My work at Forrester is focused on helping strategists at IT suppliers (vendors) align their development, positioning, and messaging with the big trends and disruptions in the industry. Mobility, cloud computing, globalization … trends at that high altitude. Over the last 3 years or so, that has included sustainability as it has appeared on and risen higher on the strategy agenda of companies around the world.

 When I meet with strategists at tech suppliers large and small, we talk sustainability both in terms of how the companies are cleaning up their own practices and processes, and what they are doing to help their customers do the same. SAP’s “exemplar and enabler” language captures these parallel efforts nicely. But it’s still a limited perspective, one that I characterize as the IT industry playing defense. “We are improving our energy efficiency!” says the collective industry voice, as if trying to deflect public criticism of energy-hog data centers, or mountains of e-waste, or PCs left running 7 x 24. And yes, absolutely, the IT industry and its customers have more work to do to make IT infrastructure and processes less wasteful and more responsible.

But what about going on the offensive? There are bigger opportunities out there for IT suppliers; new markets in sustainability that will require more, not less, IT infrastructure. Opportunities that will cause IT’s share of global energy use to rise, not fall. If big IT suppliers are in a defensive crouch regarding sustainability, they risk missing these new markets. That’s why my visit to Intel a couple of weeks ago was so encouraging.
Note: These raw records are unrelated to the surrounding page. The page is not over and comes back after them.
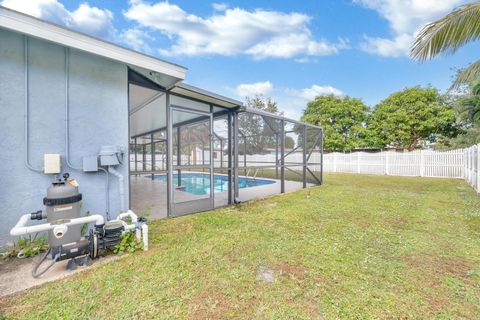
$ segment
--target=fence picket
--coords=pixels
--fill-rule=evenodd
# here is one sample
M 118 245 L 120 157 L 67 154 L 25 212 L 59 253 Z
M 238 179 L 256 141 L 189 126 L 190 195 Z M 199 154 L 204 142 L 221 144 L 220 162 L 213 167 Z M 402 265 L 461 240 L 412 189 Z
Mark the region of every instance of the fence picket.
M 449 151 L 327 153 L 326 172 L 465 179 L 480 190 L 480 145 Z

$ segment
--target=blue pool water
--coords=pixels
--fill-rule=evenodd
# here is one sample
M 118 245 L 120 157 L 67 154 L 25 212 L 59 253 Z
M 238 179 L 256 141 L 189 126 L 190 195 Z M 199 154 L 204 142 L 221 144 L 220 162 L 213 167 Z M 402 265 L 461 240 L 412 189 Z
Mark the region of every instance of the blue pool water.
M 156 175 L 155 180 L 167 181 L 166 175 Z M 252 179 L 238 177 L 239 188 L 250 188 L 263 186 L 267 184 L 275 183 L 272 180 L 266 179 Z M 173 185 L 178 187 L 178 175 L 173 175 Z M 210 193 L 210 175 L 207 173 L 182 173 L 181 175 L 181 188 L 180 191 L 189 192 L 197 195 Z M 213 176 L 213 190 L 214 192 L 228 191 L 228 177 L 224 175 Z

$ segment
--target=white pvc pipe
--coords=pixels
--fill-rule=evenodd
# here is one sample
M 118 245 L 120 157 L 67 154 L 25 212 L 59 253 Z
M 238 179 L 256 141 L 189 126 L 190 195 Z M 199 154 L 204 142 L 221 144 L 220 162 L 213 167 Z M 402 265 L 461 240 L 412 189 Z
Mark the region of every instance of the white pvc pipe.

I spent some time with Lorie Wigle and her eco-team, longstanding advocates of greener IT (Lorie is also the president of Climate Savers Computing) now turning their attention – and Intel’s attention – toward new market opportunities across the green energy landscape.  
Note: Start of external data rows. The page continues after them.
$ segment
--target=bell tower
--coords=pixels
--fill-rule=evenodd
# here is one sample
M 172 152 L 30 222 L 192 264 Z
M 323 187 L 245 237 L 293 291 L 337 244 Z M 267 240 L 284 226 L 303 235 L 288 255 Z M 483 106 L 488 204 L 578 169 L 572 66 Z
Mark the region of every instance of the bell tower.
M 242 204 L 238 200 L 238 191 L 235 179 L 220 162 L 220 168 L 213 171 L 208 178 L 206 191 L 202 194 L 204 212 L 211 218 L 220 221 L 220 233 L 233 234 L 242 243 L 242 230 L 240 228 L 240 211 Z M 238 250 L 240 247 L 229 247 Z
First, the mind-blowing green IT statistic from Intel. It estimates that the 1 billion PCs in place worldwide in 2007 used 320 tera-watt-hours of electricity that year. Fast-forward to 2014, when the installed base will have doubled to 2 billion PCs; they will use ½ the energy (151 twh) while delivering 17 times the computing capability. So IT hardware is getting greener, fast.

But the more interesting part of the Intel story is the opportunity that it sees in providing computing capability to make energy generation, distribution, and consumption smarter and more efficient. Much of what I saw was under NDA, but the public pieces of the story are compelling:

  • High-performance computing for monitoring and control of smart grid systems;
  • Computing embedded throughout the grid infrastructure, from turbines to substations to transmission networks. A typical wind turbine, for example, contains 16 embedded microprocessors;
  • Smart microgrids for campuses, office parks, and residential neighborhoods;
  • Information systems for building managers and consumers to help them see, plan, and manage their electricity consumption.

Now whether these systems will be built on Intel chips is an open question; there are alternative processor architectures that will compete vigorously in these markets. But Intel is taking an offensive posture here; it has identified the new workloads and new processing requirements associated with smart grid and associated electricity/energy infrastructure and is marshalling its development, marketing, and partnership resources to get designed-in to those systems. And energy is just the one (huge) example market that I heard about; one can easily envision similar efforts in transportation, water, and the like.

My expectation is that this kind of offensive posture will become more common among IT suppliers in the coming months and years as the industry becomes more confident that it is getting its own house in order, and that it has vital contributions to make toward the greening of other sectors of the economy. Please chime in with your observations about IT suppliers moving from defense to offense (or not).